RFR: 8262519: AArch64: Unnecessary acquire semantics of memory-order-conservative atomics in C++ Hotspot code

Dong Bo dongbo at openjdk.java.net
Wed Mar 3 08:11:05 UTC 2021


On Tue, 2 Mar 2021 16:00:55 GMT, Andrew Haley <aph at openjdk.org> wrote:

> > OKAY, this make sense to us.
> > If it is OK to keep the exclusive part of this patch? :-)
> > As far as we know, the exclusive instructions are not being revised.
> > And we see `ldxr+stxlr+dmb` have been used in linux kernel since 2014 [1], and still used by now [2].
> 
> I know that, but the Linux definition of a "full barrier" isn't quite as strong as HotSpot's `memory_order_conservative`, so we'd need a much more detailed analysis of what behaviours we can permit. Also, we'd have to find a strong reason to invest time in AArch64 without LSE instructions.
> 
> > BTW, the barrier-ordered-before applies with stlxr according to the architecture specification:
> 
> Sure, but so what? This is about the entire ldxr/stlxr combination and `memory_order_conservative` , in which we try to mimic Intel's "Loads and Stores Are Not Reordered with Locked Instructions" specification.

Hi,

For us, we still have servers used by our customers that does not support LSE extension.

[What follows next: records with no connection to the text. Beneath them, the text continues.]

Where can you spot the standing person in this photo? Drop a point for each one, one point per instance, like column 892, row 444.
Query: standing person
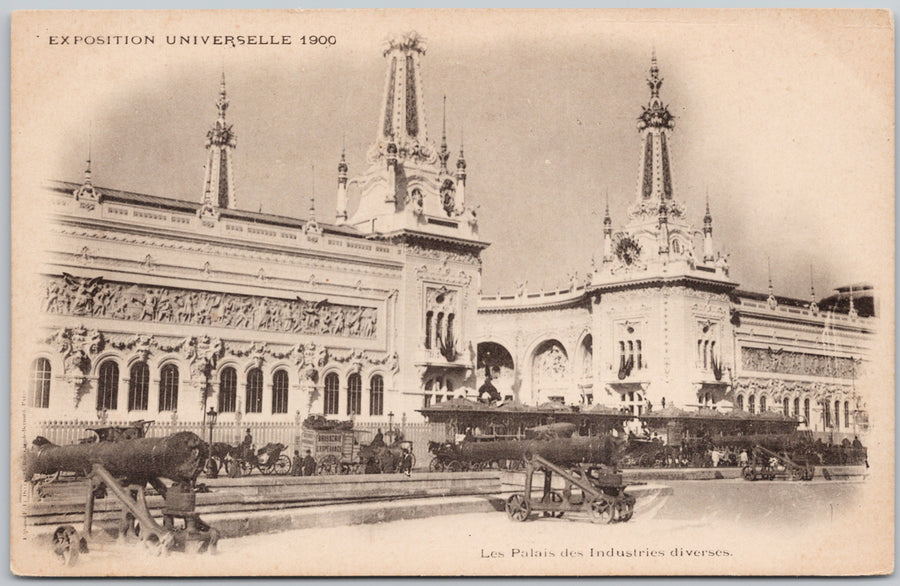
column 309, row 464
column 247, row 446
column 406, row 462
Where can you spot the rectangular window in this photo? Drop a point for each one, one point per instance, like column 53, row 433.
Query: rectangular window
column 331, row 394
column 168, row 388
column 40, row 384
column 279, row 391
column 354, row 395
column 376, row 396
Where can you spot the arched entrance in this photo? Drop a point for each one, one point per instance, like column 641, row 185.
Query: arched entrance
column 549, row 372
column 495, row 359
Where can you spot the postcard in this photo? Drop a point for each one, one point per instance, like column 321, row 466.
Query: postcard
column 452, row 292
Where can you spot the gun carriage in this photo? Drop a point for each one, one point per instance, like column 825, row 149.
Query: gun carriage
column 124, row 468
column 592, row 485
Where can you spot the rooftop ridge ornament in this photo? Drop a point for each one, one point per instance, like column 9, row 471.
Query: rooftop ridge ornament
column 218, row 181
column 655, row 114
column 409, row 41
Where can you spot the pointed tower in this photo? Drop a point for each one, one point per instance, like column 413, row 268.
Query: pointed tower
column 408, row 185
column 654, row 123
column 607, row 233
column 341, row 205
column 218, row 182
column 708, row 255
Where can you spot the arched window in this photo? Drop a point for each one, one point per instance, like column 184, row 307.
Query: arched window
column 228, row 390
column 376, row 395
column 438, row 333
column 39, row 390
column 279, row 391
column 108, row 386
column 254, row 391
column 139, row 387
column 354, row 394
column 168, row 388
column 332, row 384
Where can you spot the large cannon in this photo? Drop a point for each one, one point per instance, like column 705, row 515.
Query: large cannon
column 602, row 449
column 124, row 468
column 179, row 457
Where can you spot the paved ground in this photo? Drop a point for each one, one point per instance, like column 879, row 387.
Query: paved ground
column 704, row 527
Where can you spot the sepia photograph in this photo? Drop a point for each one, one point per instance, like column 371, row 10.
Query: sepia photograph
column 452, row 292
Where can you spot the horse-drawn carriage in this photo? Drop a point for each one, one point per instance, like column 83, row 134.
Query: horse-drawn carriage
column 115, row 433
column 268, row 460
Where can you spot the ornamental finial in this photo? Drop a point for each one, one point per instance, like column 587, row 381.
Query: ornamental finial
column 655, row 81
column 222, row 102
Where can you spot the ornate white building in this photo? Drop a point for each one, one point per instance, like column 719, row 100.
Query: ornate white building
column 660, row 322
column 156, row 308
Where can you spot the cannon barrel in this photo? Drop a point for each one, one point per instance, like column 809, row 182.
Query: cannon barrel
column 593, row 450
column 179, row 457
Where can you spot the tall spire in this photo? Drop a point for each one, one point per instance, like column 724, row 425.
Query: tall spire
column 403, row 112
column 708, row 255
column 218, row 183
column 813, row 305
column 444, row 153
column 655, row 184
column 341, row 205
column 607, row 232
column 86, row 190
column 771, row 300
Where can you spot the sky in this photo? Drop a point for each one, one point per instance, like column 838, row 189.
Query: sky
column 783, row 119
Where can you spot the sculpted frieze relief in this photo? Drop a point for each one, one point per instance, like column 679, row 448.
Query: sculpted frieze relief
column 79, row 348
column 444, row 254
column 223, row 250
column 96, row 298
column 780, row 388
column 782, row 361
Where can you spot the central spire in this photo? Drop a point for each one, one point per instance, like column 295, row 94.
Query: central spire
column 655, row 121
column 403, row 124
column 218, row 183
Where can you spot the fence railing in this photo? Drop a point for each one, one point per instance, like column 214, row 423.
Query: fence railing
column 72, row 432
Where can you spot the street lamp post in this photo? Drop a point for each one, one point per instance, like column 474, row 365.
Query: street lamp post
column 210, row 419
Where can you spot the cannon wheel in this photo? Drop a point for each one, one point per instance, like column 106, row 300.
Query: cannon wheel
column 624, row 511
column 212, row 467
column 328, row 465
column 555, row 497
column 601, row 510
column 67, row 544
column 282, row 465
column 518, row 508
column 436, row 465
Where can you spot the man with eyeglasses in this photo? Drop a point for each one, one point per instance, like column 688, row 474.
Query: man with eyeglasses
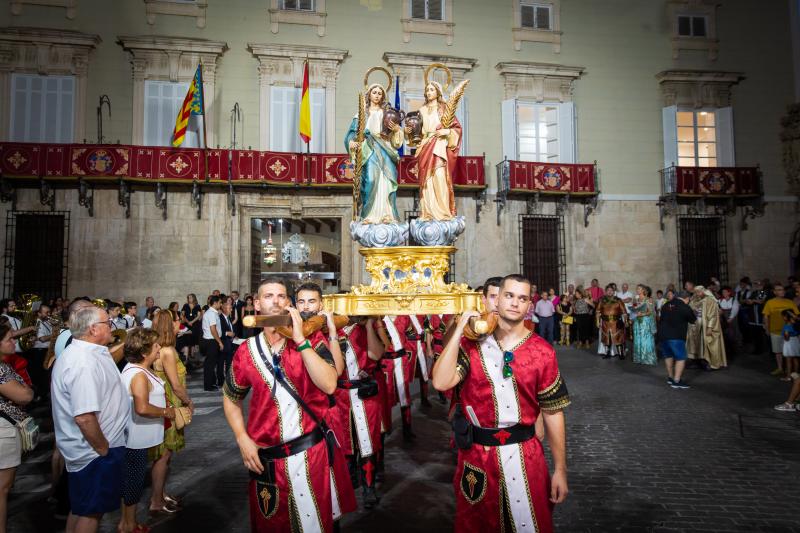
column 285, row 442
column 506, row 380
column 90, row 414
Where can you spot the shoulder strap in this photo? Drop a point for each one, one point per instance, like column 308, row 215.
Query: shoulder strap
column 280, row 379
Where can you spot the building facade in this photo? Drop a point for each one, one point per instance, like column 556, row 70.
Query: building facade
column 631, row 88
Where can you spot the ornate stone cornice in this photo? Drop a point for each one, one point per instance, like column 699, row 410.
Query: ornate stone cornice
column 46, row 51
column 540, row 81
column 697, row 88
column 172, row 58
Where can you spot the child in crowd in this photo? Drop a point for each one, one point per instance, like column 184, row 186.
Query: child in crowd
column 791, row 343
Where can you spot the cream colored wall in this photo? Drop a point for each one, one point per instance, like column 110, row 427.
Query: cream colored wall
column 622, row 46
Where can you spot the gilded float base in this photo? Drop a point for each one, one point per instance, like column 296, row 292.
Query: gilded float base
column 406, row 280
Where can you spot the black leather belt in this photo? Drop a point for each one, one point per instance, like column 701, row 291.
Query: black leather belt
column 502, row 436
column 354, row 383
column 394, row 355
column 292, row 447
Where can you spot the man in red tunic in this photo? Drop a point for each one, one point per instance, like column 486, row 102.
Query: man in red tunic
column 357, row 413
column 505, row 381
column 283, row 444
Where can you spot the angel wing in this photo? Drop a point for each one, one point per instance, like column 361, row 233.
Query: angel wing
column 452, row 103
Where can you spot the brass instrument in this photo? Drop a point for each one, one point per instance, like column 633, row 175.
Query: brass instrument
column 28, row 319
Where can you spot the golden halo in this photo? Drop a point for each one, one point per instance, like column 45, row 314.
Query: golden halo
column 388, row 75
column 441, row 66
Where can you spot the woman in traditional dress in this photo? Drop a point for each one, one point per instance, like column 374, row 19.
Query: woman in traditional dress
column 644, row 327
column 436, row 157
column 379, row 160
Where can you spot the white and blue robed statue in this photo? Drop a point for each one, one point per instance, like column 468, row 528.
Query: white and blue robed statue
column 372, row 142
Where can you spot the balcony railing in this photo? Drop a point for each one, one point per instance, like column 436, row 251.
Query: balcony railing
column 712, row 182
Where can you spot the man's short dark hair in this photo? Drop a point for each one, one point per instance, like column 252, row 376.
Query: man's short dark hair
column 272, row 280
column 514, row 277
column 494, row 281
column 310, row 286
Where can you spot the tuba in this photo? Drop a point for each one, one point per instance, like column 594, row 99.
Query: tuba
column 28, row 318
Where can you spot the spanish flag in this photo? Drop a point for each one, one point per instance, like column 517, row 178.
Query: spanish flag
column 305, row 108
column 193, row 104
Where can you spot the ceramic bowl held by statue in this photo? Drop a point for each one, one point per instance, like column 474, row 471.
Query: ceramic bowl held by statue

Hm, from our point of view, `ldaxr+stlxr+dmb` and `ldxr+stlxr+dmb` provide the same order semantics.
The acquire are used to ensure all loads/stores that are after an `ldaxr` (actually loads/stores after the `dmb` of `atomic_*default*_impl` in this case) in program order, while the `dmb` has already guaranteed this for us.
Without the acquire, the loads/stores after the atomic operations still can not pass the `dmb`.
Remove the acquire does not change the order between preceding loads/stores and `stlxr`.